The budget for the next fiscal year proved far more difficult. Bush initially presented Congress a proposed budget containing steep spending cuts and no new taxes, but congressional Democrats dismissed this out of hand.[citation needed] Negotiations began, but it was clear little progress could be made without a compromise on taxes. Richard Darman, who had been appointed head of the Office of Management and Budget, and White House Chief of Staff John H. Sununu both felt such a compromise was necessary.[11] Other prominent Republicans had also come out in favor of a tax increase, including Gerald Ford, Paul O'Neill, and Lamar Alexander.[12]

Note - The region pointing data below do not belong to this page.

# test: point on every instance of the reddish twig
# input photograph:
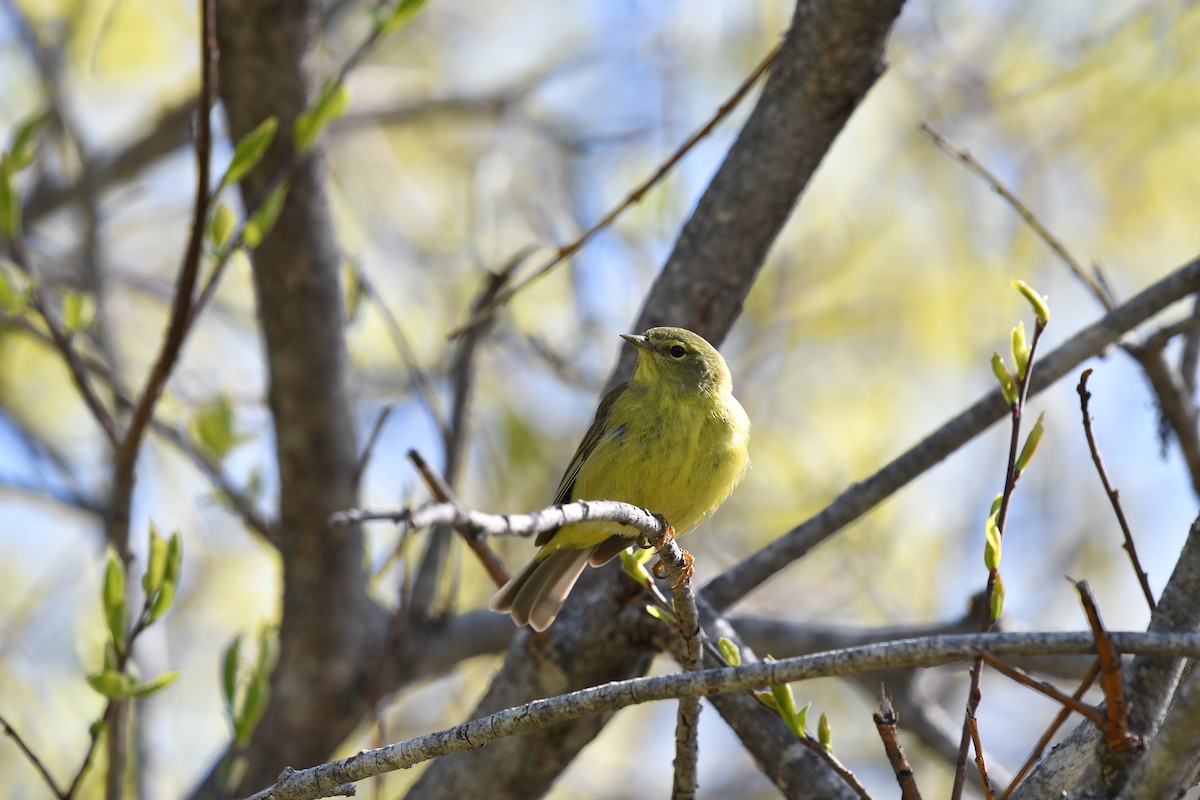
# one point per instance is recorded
(981, 764)
(1116, 709)
(1114, 495)
(1067, 701)
(33, 758)
(1011, 476)
(886, 721)
(639, 192)
(1098, 289)
(1063, 713)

At the end of June, Bush released a statement stating that "it is clear to me that both the size of the deficit problem and the need for a package that can be enacted require all of the following: entitlement and mandatory program reform, tax revenue increases, growth incentives, discretionary spending reductions, orderly reductions in defense expenditures, and budget process reform."[13] The key element was the reference to "tax revenue increases" now being up for negotiation. An immediate furor followed the release. The headline of the New York Post the next day read "Read my Lips: I Lied."[14] Initially some argued that "tax revenue increases" did not necessarily mean tax increases. For example, he could mean that the government could work to increase taxable income. However, Bush soon confirmed that tax increases were on the table.[15]

***

The reversal was used by the Democrats seeking their party's nomination, but it was first regularly used by Pat Buchanan during his primary election battle against Bush. Buchanan stated that Bush's reversal was one of his main reasons for opposing Bush. On the day he entered the race, he said it was "because we Republicans, can no longer say it is all the liberals' fault. It was not some liberal Democrat who said 'Read my lips: no new taxes,' then broke his word to cut a seedy backroom budget deal with the big spenders on Capitol Hill."[24] Buchanan subsequently made extensive use of the 1988 quotation in his New Hampshire campaign, repeating it constantly in both television and radio commercials. Buchanan won a surprising 40% of the vote in New Hampshire, a major rebuff to the President.


Buchanan was hardly the only one. Limbaugh and every other conservative media figure weighed in against Bush because "fiscal responsibility" was not and was never a real concern of conservative zealots. ("Reagan taught us that deficits don't matter" - Dick Cheney.) It's just a slogan to keep the squishy ones on board with their program and not backslide.